Point d'alarmisme excessif, amoureux de la baignade et inconditionnels des « longueurs » ne s'exposent pas à un hypothétique risque de cancer ou en fréquentant leur piscine favorite. Si le risque de développement ultérieur d'une quelconque maladie grave est écarté, les piscines publiques n'en reste pas moins de véritables nids à microbes et bactéries en tout genre. Un rapport publié le 10 juin dernier par l'Afsset (Agence française de sécurité sanitaire de l'environnement et du travail) pointe en effet du doigt la qualité perfectible de l'eau de nos piscines.

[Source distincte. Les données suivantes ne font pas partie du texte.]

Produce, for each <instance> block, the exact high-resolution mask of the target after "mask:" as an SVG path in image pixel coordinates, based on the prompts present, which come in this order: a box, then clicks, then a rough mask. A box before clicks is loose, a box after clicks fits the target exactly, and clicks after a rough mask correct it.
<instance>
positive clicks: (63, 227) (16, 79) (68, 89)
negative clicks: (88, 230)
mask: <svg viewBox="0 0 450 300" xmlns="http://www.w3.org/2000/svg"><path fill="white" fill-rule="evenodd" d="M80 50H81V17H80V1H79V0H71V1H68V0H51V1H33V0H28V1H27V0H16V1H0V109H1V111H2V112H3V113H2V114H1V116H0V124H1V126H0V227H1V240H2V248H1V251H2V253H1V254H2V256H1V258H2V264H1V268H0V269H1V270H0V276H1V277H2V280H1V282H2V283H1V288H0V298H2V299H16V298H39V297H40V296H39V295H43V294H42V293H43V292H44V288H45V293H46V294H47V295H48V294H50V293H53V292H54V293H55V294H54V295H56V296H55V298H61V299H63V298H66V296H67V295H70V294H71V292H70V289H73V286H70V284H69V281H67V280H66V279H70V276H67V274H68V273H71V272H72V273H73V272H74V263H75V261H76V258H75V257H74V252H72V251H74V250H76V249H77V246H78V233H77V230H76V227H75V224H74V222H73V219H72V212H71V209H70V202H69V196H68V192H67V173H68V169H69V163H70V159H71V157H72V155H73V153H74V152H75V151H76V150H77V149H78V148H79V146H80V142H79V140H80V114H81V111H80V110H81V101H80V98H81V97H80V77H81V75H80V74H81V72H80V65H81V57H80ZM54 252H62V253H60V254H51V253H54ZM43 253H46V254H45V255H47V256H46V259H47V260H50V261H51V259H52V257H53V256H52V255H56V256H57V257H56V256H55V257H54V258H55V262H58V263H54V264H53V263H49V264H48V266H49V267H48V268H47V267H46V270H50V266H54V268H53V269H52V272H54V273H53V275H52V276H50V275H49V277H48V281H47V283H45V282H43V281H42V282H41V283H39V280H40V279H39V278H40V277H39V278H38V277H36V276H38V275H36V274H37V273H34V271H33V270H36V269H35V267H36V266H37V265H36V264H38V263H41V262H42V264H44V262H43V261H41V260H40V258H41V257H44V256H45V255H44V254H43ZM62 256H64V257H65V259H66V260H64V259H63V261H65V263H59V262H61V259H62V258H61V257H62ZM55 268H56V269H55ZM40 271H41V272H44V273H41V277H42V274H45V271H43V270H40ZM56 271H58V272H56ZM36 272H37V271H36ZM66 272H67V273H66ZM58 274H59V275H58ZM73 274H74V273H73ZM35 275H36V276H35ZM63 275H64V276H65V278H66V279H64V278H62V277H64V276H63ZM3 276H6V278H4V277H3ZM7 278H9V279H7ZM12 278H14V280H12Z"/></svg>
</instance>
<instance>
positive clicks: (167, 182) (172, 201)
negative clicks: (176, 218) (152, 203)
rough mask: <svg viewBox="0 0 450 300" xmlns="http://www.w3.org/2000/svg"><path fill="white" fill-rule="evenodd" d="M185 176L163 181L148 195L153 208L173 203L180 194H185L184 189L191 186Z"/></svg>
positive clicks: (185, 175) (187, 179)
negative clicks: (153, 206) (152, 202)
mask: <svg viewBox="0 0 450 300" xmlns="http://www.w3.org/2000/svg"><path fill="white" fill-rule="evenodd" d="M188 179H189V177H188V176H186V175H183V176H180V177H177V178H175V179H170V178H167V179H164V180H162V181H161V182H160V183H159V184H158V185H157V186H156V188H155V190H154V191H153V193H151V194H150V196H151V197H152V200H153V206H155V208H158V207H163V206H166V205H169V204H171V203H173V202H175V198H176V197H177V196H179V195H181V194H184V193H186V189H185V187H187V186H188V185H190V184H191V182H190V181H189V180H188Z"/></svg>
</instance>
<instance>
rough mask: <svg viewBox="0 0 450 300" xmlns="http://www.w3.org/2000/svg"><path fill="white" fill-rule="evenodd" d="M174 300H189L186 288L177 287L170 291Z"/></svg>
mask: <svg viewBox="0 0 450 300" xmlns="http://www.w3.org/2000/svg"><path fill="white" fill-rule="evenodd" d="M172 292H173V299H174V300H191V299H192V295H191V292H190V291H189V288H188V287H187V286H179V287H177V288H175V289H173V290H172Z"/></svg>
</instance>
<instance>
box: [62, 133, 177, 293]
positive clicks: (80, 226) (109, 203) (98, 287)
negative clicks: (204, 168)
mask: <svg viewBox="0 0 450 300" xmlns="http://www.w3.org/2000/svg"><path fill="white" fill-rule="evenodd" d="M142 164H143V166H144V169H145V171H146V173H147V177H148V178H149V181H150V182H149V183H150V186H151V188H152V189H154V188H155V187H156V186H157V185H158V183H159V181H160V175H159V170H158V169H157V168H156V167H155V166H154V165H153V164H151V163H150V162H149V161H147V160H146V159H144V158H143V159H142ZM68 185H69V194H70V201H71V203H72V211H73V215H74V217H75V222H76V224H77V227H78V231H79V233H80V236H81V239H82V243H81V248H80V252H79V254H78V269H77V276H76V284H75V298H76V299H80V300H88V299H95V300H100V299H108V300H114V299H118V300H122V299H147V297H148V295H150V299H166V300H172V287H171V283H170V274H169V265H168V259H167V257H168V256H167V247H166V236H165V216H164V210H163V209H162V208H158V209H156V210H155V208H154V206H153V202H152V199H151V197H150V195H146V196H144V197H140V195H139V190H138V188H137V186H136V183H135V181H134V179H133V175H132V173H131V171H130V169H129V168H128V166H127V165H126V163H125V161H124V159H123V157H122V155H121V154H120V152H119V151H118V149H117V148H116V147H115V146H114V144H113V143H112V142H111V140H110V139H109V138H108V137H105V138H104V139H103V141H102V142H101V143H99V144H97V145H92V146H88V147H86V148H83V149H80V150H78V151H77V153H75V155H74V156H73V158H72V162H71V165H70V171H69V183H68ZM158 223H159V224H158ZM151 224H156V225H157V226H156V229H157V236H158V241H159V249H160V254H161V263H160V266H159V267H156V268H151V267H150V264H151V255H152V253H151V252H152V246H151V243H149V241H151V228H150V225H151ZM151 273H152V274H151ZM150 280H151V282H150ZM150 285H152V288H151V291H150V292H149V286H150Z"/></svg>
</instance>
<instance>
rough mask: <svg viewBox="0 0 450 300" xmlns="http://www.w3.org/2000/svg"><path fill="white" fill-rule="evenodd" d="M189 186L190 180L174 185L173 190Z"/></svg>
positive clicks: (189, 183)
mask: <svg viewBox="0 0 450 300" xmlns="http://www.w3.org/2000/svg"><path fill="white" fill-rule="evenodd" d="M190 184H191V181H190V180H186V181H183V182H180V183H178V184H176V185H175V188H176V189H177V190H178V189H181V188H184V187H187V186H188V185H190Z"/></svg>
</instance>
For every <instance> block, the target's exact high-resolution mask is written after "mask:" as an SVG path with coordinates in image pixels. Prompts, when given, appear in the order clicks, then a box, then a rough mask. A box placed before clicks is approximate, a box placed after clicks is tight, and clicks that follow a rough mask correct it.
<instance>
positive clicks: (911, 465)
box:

Selon l'agence, « aussi bien filtrée soit elle, une eau peut encore contenir des germes pathogènes (virus, bactéries, parasites), susceptibles d'être dommageables pour la santé des baigneurs ». Si l'emploi de divers produits désinfectant associé à la réalisation périodique d'analyses d'eau constitue depuis bien longtemps le principal mode de lutte contre la pollution naturelle des piscines, le rapport de l'Afsset alerte sur une toute autre pollution : celle générée par les baigneurs eux-mêmes. « Le désinfectant ajouté à l'eau est un puissant oxydant qui, lorsqu'il réagit avec la matière organique apportée par les baigneurs (sueur, urine, squames de la peau, résidus de cosmétiques, etc) forme des produits potentiellement toxiques », nous explique-t-on. En s'immergeant, les nageurs créent ainsi leur propre toxicité (trichloramines et chloroforme en autre) susceptible d'entrainer chez divers sujets des problèmes respiratoires, des affections cutanées voire des troubles oculaires.

Devant ce constat, l'Afsset préconise le respect des règles d'hygiène de base (pédiluve, port du bonnet de bain, douche savonneuse obligatoire, etc.) mais déconseille également certaines pratiques destinées aux personnes à risque. C'est notamment le cas des bébés nageurs pour qui elle recommande, à défaut d'une abstention pure et simple, un suivi médical renforcé (suivi médical que les personnels de piscine sont eux aussi appelés à réaliser).

Outre l'accent mis sur l'analyse et le traitement de l'eau, le rapport rédigé à la demande des ministères de la Santé et de l'Ecologie souligne également l'éventuelle toxicité de l'air ambiant au sein de ces établissements ouverts au public. Il recommande entre autre de classer les piscines (qu'elles soient municipales, de résidences de vacances, d'hôtels ou de campings) parmi les « bâtiments à pollution spécifique » afin d'y préserver un apport d'air neuf acceptable (60 mètres cubes par heure et par personne). Air humide et eau stagnante constituent en effet l'environnement idéal à la prolifération de nombreuses bactéries (les légionelles par exemple).

Ce rapport devrait être complété, courant 2011, par une étude portant sur les risques sanitaires des piscines dites « atypiques » que sont les bains à remous, les bassins de thalassothérapie ou encore les piscines thermo-ludiques.